Abgeſehen nun davon, ſo beweiſen, wie Goethe ſagt, die
Sperlinge, welche nach des großen Meiſters Kirſchen flogen,
nicht, daß dieſe Fruͤchte vortrefflich gemalt, ſondern eben nur,
daß dieſe Liebhaber Sperlinge waren. — Ich will nicht daruͤber
ſtreiten, ob man fuͤr den Kopf oder fuͤr das ſogenannte Herz
malen ſoll. Denn wie koͤnnte man mit Leuten, die ohne
Kopf ſtreiten, ſtreiten? So viel iſt gewiß, daß man nicht fuͤr
den Magen malen ſoll.

Fuͤr die Bildhauerkunſt eignet ſich unſer Gegenſtand ſchon
aus dem einfachen Grunde nicht, weil hier die Natur immer
geſchmackvoller ſchafft, als die Kunſt vermag.
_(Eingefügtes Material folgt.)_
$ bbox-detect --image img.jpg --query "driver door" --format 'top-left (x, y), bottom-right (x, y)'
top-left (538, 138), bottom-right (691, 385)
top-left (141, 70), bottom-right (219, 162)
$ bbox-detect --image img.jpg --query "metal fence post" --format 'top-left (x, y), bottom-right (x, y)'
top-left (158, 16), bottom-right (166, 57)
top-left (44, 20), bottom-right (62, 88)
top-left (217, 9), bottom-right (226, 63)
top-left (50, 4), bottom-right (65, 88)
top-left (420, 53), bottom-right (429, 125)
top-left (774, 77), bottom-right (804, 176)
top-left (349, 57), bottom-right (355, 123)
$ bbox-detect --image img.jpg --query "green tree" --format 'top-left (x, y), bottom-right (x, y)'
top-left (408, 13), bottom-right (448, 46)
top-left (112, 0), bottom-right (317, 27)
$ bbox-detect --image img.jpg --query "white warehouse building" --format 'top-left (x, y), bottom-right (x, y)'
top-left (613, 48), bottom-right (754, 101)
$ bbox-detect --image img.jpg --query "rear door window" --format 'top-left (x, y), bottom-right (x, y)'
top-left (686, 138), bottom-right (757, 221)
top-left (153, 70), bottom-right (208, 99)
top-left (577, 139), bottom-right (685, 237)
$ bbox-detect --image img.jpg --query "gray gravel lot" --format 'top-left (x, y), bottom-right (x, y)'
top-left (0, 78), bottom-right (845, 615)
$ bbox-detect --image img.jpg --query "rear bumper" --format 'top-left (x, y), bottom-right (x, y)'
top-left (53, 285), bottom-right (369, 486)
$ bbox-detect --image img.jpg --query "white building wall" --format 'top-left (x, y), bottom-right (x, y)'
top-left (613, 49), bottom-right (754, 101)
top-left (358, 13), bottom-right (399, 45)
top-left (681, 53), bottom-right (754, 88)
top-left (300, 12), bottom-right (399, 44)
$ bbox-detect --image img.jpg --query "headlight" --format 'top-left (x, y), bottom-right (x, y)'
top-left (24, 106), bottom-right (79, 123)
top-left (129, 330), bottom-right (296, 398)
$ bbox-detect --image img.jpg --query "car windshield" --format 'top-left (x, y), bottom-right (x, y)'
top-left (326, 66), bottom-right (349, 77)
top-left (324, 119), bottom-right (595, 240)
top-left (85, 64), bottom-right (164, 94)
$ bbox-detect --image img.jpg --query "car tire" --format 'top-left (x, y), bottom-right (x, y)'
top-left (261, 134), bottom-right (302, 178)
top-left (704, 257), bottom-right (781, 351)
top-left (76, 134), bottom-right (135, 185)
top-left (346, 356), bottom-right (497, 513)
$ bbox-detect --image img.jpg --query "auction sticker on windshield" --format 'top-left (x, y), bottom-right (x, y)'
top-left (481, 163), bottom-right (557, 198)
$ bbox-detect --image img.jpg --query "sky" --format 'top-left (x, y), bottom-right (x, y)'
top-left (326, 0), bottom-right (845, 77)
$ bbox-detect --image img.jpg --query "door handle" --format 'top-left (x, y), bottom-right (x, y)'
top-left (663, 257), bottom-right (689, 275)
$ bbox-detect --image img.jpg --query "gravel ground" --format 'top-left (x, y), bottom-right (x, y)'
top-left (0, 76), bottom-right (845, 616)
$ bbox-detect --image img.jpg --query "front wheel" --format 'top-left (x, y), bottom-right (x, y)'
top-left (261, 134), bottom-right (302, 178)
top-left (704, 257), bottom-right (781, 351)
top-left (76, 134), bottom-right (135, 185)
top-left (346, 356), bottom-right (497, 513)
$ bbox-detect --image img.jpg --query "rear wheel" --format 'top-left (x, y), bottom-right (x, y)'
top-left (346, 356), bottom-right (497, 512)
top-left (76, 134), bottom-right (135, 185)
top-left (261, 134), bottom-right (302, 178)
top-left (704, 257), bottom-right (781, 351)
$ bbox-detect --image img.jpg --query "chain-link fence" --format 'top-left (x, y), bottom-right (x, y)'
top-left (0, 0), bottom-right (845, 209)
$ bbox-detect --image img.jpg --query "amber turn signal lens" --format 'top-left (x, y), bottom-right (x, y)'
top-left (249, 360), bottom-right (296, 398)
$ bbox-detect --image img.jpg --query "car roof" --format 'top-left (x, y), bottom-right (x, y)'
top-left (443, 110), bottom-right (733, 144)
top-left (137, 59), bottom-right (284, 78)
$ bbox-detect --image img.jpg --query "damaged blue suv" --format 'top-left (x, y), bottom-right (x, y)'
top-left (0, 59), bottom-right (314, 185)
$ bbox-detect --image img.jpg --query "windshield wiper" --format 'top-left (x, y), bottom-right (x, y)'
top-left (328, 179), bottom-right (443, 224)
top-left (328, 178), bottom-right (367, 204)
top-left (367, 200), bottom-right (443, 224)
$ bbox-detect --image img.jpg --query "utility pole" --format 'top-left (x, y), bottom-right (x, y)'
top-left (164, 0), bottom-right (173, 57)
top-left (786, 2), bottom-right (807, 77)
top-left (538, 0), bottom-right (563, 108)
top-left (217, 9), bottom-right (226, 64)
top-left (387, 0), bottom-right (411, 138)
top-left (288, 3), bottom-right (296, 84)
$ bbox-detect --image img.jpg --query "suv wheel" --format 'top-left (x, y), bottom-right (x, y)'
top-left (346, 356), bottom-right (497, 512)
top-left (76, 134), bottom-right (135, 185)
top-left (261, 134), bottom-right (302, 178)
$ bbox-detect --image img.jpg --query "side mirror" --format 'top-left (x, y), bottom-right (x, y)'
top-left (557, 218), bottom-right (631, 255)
Man muß nicht
Alles malen und bilden wollen.

„Ueber Roſen laͤßt ſich dichten;
In die Aepfel muß man beißen.“

Der bloße einem Eſſer ſo nahe liegende Gedanke aber, in
ſolch’ harte Nachbildungen einzubeißen, wuͤrde mit der ſtoͤrend-
ſten Apprehenſion wirken. Daher ſind auch die hoͤlzernen Schin-
ken, Semmeln, Wuͤrſte und dergleichen ſo abgeſchmackt. So
kann ich denn auch die Schaugerichte nicht billigen, ohne jedoch
den Verdienſten eines Desfreyes, Delorme, Datfoy und An-
derer im geringſten zu nahe treten zu wollen. — Doch haben die
Prangkuͤchen des alten Nuͤrnberg, wo das zierlich geſchlichtete
Brennholz aus ſchoͤn behobelten und bunt gebeitzten Stuͤcken
beſtand, die an beiden Enden mit, immer blank geputztem, Meſ-
ſing beſchlagen waren, etwas gemuͤthlich Kindliches.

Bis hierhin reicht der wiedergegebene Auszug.